New York Times Objectivity

Discussion in 'Politics' started by Avid_Consumer, Jan 20, 2008.

  1. Wow, you may or may not be in favor of Ron Paul, but the NYT is really showing some unmistakable bias today.

    Here's a summary of the primaries thus far, and Ron Paul is fully excluded from their summary. He took 2nd place in the state of Nevada, and is fully excluded from this NYT chart of the results.

    As I said, you may or may not support this candidate, but do take notice of the objectivity of this New York Times reporting. This isn't a beauty pageant, this a market dominant US newspaper's coverage of primary election results in the State of Nevada.

    http://politics.nytimes.com/election-guide/2008/results/index.html
     
  2. The NYT excluding important facts?!? Wow, there's a first....

    Not.
     
  3. the NYT needs to lose the misleading banner font. it conveys an inaccurate level of journalistic integrity.

    it's not a newsflash to you, but i'm honestly surprised to see a factual misrepresentation of this scale in a voting chart. it's not editorial or even a story. it's just supposed to be a tabular summary of election results, yet it displays 1st, 3rd, 4th, 5th and 6th place, with 2nd place simply unreported

    several weeks ago i picked up on anti-paul bias after the way they characterized him in a quote summary of an early GOP debate... but to me this is significantly more revealing than normal editorial bias
     
  4. What is the point of fair and balanced reporting? People too lazy to make up their own mind? The 50 cent butler? Tell me what/how should I think?
     
  5. fair question.. i mean a lot of typical ppl seek information from the mainstream press expecting it to be objective reporting. the editorial page supposedly exists to differentiate opinions from objective reporting..

    personally i would like to see news aggregation replace objectively branded single sources. google news approaches greater objectivity by citing multiple sources for similar headlines over the course of the day. they could improve it by aggregating a spectrum of contrasting views and presenting them together at the same time.
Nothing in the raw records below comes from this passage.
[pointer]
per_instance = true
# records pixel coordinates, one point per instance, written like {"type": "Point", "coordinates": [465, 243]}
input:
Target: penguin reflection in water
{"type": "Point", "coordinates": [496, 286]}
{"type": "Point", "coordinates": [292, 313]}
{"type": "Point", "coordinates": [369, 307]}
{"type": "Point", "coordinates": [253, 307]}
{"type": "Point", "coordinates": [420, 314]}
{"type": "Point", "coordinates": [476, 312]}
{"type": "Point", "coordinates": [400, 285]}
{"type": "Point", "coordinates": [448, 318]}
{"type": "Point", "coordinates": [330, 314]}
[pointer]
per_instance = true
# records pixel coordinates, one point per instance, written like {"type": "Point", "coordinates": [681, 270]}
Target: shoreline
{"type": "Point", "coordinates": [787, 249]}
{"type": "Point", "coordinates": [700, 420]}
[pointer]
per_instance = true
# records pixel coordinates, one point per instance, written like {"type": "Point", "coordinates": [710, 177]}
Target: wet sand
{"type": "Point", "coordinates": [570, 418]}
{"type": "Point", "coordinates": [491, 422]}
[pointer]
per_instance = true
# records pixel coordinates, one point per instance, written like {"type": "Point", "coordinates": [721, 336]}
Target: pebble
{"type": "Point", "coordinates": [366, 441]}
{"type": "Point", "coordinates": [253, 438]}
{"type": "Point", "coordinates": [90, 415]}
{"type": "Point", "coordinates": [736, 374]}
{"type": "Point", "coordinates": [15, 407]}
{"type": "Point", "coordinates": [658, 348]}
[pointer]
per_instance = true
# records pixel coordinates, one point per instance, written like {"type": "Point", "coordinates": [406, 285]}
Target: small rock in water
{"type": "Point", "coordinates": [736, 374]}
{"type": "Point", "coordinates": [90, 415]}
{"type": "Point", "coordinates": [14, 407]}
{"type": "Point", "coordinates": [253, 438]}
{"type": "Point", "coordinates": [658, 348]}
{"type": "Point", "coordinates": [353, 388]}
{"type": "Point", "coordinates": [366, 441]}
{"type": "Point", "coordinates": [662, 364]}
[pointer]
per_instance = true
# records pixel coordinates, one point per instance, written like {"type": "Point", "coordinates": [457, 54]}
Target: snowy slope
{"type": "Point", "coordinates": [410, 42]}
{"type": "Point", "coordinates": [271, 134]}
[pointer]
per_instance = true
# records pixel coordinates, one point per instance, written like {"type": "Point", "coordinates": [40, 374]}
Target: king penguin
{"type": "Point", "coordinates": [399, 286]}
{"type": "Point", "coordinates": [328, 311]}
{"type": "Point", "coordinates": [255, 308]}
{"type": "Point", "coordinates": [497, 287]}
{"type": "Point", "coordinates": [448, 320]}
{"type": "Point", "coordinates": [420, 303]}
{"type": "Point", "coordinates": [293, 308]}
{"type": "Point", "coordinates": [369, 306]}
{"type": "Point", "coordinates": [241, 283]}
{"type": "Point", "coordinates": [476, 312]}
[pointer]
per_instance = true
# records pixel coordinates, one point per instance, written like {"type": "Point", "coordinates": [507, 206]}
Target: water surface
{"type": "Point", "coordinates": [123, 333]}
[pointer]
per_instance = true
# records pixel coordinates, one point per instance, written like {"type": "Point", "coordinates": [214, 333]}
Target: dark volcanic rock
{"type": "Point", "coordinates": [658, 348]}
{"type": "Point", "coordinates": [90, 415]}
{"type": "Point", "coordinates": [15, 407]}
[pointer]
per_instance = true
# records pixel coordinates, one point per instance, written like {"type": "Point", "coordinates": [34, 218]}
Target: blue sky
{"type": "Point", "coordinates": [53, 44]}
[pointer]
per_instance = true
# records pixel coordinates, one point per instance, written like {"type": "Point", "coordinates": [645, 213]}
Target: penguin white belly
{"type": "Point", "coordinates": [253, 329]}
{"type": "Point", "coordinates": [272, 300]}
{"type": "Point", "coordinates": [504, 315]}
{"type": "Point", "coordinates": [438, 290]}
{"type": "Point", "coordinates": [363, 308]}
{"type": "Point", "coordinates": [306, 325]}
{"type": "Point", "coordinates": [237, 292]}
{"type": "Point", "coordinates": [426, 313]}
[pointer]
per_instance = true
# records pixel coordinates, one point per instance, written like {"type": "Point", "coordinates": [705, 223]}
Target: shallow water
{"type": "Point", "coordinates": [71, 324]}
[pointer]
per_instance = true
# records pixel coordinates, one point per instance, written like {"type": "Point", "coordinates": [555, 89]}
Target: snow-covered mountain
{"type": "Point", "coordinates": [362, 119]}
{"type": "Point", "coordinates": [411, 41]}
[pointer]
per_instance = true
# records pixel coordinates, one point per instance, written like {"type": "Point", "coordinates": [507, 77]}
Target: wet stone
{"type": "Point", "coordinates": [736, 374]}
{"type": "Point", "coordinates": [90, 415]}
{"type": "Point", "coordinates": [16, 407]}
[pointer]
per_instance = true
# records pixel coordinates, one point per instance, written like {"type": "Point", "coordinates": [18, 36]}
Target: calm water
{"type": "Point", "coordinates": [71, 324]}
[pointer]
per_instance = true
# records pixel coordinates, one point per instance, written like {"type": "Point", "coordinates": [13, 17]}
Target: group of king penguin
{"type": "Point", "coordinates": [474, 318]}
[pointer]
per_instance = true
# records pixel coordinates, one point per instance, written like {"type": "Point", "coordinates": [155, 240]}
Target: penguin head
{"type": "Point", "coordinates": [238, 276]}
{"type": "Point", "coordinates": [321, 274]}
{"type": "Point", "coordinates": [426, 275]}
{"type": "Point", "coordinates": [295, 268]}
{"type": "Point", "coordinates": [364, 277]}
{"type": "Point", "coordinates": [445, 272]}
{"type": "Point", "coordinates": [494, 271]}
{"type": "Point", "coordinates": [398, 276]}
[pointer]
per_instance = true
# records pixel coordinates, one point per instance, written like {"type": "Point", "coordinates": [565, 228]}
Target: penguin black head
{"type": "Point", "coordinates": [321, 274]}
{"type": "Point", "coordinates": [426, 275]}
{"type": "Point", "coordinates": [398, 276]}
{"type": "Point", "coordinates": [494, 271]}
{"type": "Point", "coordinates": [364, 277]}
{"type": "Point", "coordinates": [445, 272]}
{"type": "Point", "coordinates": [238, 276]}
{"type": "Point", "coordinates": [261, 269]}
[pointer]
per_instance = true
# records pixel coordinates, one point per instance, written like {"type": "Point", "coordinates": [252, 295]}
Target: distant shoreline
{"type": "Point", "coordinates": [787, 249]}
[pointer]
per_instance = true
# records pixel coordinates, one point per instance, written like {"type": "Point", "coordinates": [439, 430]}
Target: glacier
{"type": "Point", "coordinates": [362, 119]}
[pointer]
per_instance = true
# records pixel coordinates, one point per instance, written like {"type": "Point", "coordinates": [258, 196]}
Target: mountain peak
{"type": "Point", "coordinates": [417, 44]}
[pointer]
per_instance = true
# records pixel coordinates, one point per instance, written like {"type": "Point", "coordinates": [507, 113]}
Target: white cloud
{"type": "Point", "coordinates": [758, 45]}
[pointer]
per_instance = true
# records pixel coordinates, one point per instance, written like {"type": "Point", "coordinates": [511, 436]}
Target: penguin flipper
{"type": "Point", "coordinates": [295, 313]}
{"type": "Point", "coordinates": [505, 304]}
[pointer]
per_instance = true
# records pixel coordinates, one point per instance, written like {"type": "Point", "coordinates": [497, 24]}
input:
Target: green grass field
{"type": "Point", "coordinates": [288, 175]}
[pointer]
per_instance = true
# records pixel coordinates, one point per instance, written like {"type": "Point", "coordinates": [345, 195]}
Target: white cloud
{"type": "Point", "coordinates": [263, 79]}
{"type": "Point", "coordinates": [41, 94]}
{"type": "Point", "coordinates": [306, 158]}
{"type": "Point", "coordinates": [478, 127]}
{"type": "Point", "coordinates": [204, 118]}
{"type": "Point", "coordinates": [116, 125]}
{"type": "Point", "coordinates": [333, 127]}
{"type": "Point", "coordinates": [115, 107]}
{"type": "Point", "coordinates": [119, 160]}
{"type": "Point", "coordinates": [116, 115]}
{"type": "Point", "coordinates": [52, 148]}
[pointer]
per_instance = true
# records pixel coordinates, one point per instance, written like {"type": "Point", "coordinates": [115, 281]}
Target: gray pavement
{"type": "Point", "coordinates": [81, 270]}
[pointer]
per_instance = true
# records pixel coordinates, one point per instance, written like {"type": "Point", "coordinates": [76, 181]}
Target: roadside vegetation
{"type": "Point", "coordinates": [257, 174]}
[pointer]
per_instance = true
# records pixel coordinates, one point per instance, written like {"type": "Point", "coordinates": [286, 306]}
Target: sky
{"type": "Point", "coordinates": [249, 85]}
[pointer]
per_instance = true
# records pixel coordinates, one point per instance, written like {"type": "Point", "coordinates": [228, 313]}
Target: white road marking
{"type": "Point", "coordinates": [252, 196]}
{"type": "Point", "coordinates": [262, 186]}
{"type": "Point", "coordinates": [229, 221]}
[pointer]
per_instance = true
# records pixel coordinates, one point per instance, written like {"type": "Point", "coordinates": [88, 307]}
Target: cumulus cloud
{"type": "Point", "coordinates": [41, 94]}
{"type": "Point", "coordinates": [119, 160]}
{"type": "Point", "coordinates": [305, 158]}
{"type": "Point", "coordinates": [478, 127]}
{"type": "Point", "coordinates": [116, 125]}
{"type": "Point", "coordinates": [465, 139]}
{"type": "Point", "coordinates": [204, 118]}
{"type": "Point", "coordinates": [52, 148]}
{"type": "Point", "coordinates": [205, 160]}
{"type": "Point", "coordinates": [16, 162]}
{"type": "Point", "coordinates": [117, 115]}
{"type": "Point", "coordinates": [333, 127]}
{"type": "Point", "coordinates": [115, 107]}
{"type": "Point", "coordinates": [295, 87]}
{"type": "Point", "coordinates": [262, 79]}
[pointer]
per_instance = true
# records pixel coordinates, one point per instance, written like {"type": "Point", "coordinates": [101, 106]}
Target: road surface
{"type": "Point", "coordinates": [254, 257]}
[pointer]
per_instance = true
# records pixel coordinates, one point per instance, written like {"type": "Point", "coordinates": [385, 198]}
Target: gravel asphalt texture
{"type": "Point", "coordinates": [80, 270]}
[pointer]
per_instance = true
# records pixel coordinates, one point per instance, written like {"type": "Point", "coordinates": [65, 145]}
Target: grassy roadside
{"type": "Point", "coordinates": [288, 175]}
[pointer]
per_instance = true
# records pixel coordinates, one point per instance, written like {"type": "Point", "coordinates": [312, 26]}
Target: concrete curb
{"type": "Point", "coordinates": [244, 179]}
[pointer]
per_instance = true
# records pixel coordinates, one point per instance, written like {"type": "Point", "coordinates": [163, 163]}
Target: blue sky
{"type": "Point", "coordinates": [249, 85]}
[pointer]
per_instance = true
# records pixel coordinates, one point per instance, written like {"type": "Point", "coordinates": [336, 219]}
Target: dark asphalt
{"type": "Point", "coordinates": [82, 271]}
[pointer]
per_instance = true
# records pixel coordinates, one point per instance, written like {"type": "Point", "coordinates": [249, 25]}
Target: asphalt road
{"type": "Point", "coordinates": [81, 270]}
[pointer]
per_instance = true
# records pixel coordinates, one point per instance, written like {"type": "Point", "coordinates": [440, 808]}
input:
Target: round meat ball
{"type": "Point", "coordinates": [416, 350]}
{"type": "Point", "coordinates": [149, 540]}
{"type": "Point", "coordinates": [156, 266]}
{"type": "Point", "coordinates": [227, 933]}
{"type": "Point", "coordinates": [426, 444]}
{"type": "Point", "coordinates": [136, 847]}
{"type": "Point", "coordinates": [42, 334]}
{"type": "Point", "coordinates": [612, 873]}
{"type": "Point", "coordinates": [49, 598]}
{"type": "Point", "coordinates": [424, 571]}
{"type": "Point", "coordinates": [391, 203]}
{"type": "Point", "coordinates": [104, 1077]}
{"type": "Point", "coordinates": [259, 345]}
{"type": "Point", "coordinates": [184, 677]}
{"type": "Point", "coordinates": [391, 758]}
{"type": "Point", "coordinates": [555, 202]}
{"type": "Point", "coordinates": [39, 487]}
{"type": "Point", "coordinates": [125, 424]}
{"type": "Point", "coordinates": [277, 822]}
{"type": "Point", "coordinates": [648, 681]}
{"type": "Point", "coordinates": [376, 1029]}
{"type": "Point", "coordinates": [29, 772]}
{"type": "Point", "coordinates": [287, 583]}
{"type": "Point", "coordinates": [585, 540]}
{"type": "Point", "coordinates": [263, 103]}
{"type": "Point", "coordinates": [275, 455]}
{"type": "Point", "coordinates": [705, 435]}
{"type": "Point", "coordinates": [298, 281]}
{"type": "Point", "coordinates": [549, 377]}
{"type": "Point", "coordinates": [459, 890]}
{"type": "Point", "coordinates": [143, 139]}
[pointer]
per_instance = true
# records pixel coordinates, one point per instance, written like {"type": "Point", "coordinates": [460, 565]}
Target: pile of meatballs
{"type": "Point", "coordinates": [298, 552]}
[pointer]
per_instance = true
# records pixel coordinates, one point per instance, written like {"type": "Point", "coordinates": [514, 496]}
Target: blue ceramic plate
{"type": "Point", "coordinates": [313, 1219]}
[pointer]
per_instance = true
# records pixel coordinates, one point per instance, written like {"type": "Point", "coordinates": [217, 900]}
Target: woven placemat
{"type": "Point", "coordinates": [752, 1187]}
    then you also have the issue of msm vs independent across sources. even a diverse aggregator is still likely to contain consistent bias if all the sources are large corporate pubs

    anyway, manipulating a tabular representation of election results just seems over the line to me.
     
  6. I find it frightening that the mainstream media can simply declare a legitimate candidate not to exist. In this case it is worse because Fox News has also toed the mainstream media line and excluded Paul from any and all coverage. He has easily the most compelling story on the Republican side, an outsider doing far better than expected against a field that no one likes. But he might as well not be running, as far as the media is concerned.
     
  7. If the media doesn't present a candidate as electable, then the masses will not think he/she is electable. If people don't think someone is electable, nevermind why they think that, they won't want to vote for them, no matter if they agree with said candidates ideas.
     
  8. anyone that thinks the mainstream media doesn't have an agenda is a fool. they think you people are idiots because well... most of you are.
     
  9. hughb

    hughb

    The days of print newspapers are numbered. They only have a couple of elections left before they are history.

    But even after they are gone candidates like Paul are still not going to be elected. He isn't serious about campaigning. He could start by finding out how much the income tax brings to the treasury, (can be found in pie chart form on the back of the 1040 instruction book), before going on MTP to discuss it.